Premont flew in Monday, but has had two days of training on the course now. "It is a nice course, and I feel that I am going well on it. It should be fast; the more I ride it the more I like it. But it is my first race of the season, so you are always unsure of how well you are going. The heat will not be a problem; I like the heat!"
Bisaro echoed her team mate's comments: "It's fun, it's fast. It may not seem too technical until you are at speed, then you can quickly get into trouble if you are not paying attention."
On the men's side, the competition is not quite so lopsided, with six of the 29 riders in the pro ranks. Geoff Kabush (Canada) is the early favourite, having obliterated the competition at the Oceania championships. However, Liam Killen (England) is also a top World Cup rider, and has come from training in South Africa (with new Specialized team mate Christoph Sauser) and doing some road racing in California.
After these two, there is Kabush's team mate Seamus McGrath, who took the silver in Manchester, and finished ninth on a similar course in Athens. Also, New Zealand pro Kashi Leuchs, England's Oli Beckingsale (who has been racing in Cyprus and is reputed to be very fit), and Australian hope Sid Taberlay, who could benefit from a strong partisan crowd cheering him on.
Both Kabush and McGrath feel that the race will really start in the final laps. Kabush: "Yeah, it won't start until late. There is nowhere to really get away, but lots of places to make little mistakes that will cost you."
McGrath agrees: "I'm expecting that it will be fast, and that there'll be a group of six or maybe seven that stays together for the first part of the race. I think that the Aussies could be strong- they've been training for this."
Kabush says that he is not in top form right now. "I'm feeling just 'not on' this week. I hope I'll have the legs tomorrow. I'm not sick - originally we thought I might be, but I'm just not feeling as 'on' as I would like."
He also crashed in training today, but said it wasn't too serious. "I slid on my butt, ripped my shorts and got a big raspberry and some thorns stuck in me, but at least it was nothing major. It was in a wide open place and I was going fast, trying to hop a log."
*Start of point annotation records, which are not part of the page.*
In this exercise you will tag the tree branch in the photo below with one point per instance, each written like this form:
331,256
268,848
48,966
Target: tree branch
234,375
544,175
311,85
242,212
This is a course where the potential dangers are more than just crashing. Media and volunteer info warns about snakes - Browns, Copperheads and Tigers. All are poisonous. None were seen today, although I did hear a radio comment "Sector 7, have you located that Brown again yet?" Everyone in the immediate vicinity (we were in Sector 7) immediately began scrutinizing the ground very closely... Another journalist did encounter a scorpion scuttling across the track. This gives new meaning to the expression "natural hazards."